Eventually some of his former clients pointed out what was missing from the Arizona car auction scene.

“They’d say, ‘We miss the way the auction was in the old days, when it was a lot more focused on the cars and the camaraderie.’ And I thought, ‘Yeah, I miss that, too,’” Alcazar says. “So we decided to try to bring that back.”

Drew and Josephine, together with three employees, held their first auction on a dirt patch at the side of the Scottsdale Airport, in the very same spot where Bennett Dorrance’s private Hangar One club now stands.

“It rained so much the week before,” Alcazar recalls. “It was just a mud bog out there. I think we consigned about 75 cars and probably sold less than 10.”

Nevertheless, the couple kept trying, initiating another auction in Monterey that year.

Eventually, Russo and Steele grew into its own successful event, grossing more than $20 million in sales last year and pumping $51 million into the Airpark-area economy, according to Alcazar. A key component, he says, has been the event’s auction-in-the-round design.

“We started doing elevated seating, which today has grown into this boxing ring, Colosseum-style gladiator thing, with the skyboxes looking down on the auction block. Sort of a Mad Max Beyond Thunderdome kind of environment.

But to me, that very visceral, emotional connection with the cars is what it’s about. I mean, if I’ve been looking for a GT350 Shelby my whole life and finally found the right one and am buying it, I want to get excited about it. I want to jump up and down and scream and yell and be with my buddies. That, to me, is the fulfilling aspect of it. Cars are just hunks of metal held up by four pieces of rubber. It’s the people attached to the cars that make it fun. And if you’re not having fun when you’re buying these cars, then why are you doing it?”

Although Alcazar at times can sound critical of the other Scottsdale auctions, he says they all benefit from each other’s success.

“I always say Barrett-Jackson is our best friend,” he says. “You look at all the media and market focus that they have, the TV show, they spend a ton of money doing a great event and they do a great job of introducing people to the classic-car thing. I’ve always contended that all of that creates a synergy we each benefit from. We’re all stronger together than we are apart. Look at the success that’s become Arizona Car Week now: RM, Gooding and Company, Bonhams, us, Barrett. Last year, we did just shy of $246 million in gross sales together. That’s a quarter of a billion dollars in transactions that occurred over the course of less than a week in Scottsdale. Nobody does that single-handedly.

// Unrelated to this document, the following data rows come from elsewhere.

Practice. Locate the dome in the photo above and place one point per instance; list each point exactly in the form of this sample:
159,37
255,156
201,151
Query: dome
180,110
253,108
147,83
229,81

“And the true winners, really, are the enthusiasts,” he says. “It’s like a smorgasbord, like going to the buffet. Different flavors everywhere. I tell people, ‘Go to Barrett. And after you have your fill of that, come here.’

“It’s like apples and oranges,” he adds, when asked to compare. “But nobody says you can’t have both.”

Russo and Steele Collector Automobile Auction
7555 N. Pima Road, Scottsdale
Wednesday, Jan. 18: Auction preview 9 a.m.-5 p.m. General admission $30.
Thursday, Jan. 19-Sunday, Jan. 22: Gates open at 9 a.m. Auction begins at noon Thursday-Saturday. General admission $30. Auction begins at 11 a.m. Sunday. General admission $20.